Purchases of global securities under the DTC system must be made by or through direct participants, which will receive a credit for the global securities on DTC’s records. The ownership interest of each actual purchaser of each security (“Beneficial Owner”) is in turn to be recorded on the direct and indirect participants’ records. Beneficial Owners will not receive written confirmation from DTC of their purchase, but Beneficial Owners are expected to receive written confirmations providing details of the transaction, as well as periodic statements of their holdings, from the direct participant or indirect participant through which the Beneficial Owner entered into the transaction.
The information in this section concerning DTC and DTC’s book-entry system has been obtained from sources that NEE Capital and NEE believe to be reliable, but neither NEE Capital or NEE takes any responsibility for the accuracy of this information.
Agreement by Holders of Certain Tax Treatment. Each holder of the Junior Subordinated Debentures will, by accepting the Junior Subordinated Debentures or a beneficial interest therein, be deemed to have agreed that the holder intends that the Junior Subordinated Debentures constitute indebtedness and will treat the Junior Subordinated Debentures as indebtedness for all United States federal, state and local tax purposes.
IV.     INFORMATION CONCERNING THE TRUSTEE
NEE and its subsidiaries, including NEE Capital, and various of their affiliates maintain various banking and trust relationships with The Bank of New York Mellon and its affiliates.

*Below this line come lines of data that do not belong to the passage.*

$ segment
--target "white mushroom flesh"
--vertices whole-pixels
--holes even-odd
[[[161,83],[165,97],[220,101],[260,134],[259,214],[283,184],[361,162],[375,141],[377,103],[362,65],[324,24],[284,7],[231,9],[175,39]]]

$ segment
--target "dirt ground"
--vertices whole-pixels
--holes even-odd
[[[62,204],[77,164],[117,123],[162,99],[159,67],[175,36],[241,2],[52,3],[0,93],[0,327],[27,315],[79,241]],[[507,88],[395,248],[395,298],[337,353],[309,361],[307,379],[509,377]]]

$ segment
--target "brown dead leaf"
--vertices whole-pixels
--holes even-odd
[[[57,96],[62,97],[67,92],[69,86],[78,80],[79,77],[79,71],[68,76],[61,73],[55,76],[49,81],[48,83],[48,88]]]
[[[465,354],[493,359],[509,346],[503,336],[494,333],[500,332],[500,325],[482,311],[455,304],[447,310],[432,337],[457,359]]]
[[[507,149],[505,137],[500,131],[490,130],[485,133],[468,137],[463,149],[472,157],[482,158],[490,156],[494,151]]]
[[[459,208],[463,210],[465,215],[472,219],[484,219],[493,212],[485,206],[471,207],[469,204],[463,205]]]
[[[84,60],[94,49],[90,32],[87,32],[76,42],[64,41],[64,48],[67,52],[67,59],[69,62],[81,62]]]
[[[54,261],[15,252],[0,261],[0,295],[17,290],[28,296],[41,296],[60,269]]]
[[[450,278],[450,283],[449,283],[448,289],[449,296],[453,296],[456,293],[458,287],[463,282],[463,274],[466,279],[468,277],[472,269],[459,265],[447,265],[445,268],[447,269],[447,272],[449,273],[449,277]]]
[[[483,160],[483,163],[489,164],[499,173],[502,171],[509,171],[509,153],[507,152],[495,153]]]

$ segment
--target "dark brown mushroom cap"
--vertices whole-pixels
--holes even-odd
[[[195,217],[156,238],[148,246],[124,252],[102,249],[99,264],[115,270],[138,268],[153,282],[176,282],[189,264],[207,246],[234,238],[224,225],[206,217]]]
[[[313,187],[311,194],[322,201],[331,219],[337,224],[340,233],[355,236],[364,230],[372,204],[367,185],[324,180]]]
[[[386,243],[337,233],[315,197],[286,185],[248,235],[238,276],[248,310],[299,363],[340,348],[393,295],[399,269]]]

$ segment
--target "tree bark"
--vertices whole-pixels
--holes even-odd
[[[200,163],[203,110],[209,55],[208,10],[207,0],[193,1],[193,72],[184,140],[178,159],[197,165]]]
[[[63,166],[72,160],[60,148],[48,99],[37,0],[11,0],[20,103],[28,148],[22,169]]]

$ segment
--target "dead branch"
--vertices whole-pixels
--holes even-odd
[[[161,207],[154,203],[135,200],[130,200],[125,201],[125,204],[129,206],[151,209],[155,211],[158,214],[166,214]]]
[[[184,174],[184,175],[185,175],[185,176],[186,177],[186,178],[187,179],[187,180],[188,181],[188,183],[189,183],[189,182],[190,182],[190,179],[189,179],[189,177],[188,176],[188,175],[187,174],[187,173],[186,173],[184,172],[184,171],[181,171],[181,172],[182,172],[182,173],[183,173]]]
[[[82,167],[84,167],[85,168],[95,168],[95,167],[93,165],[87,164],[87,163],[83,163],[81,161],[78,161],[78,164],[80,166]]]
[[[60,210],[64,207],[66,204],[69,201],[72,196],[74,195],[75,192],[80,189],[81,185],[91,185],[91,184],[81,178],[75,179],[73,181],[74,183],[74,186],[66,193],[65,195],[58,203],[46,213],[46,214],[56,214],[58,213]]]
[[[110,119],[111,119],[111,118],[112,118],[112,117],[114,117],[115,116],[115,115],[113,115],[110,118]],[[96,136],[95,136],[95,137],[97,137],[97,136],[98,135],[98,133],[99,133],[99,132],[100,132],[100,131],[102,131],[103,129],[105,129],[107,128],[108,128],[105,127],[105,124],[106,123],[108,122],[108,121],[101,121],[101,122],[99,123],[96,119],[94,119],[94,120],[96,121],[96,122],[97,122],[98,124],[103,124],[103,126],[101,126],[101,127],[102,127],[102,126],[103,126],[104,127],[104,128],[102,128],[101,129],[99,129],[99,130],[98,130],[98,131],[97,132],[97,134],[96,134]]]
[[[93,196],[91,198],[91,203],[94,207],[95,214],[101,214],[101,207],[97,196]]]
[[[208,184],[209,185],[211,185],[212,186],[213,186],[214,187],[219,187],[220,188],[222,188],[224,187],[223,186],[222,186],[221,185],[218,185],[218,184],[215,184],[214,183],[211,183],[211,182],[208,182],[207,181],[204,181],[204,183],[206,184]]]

The Bank of New York Mellon acts as (i) indenture trustee, security registrar and paying agent under the indenture described under “Description of the NEE Capital Debentures” above, (ii) guarantee trustee under the guarantee agreement described under “Description of NEE Guarantee” above, (iii) purchase contract agent under the purchase contract agreements described under “Description of Description of Equity Units” above and (iv) Junior Subordinated Indenture Trustee, security registrar and paying agent under the Junior Subordinated Indenture described under “Description of the NEE Capital Junior Subordinated Debentures and NEE Junior Subordinated Guarantee” above.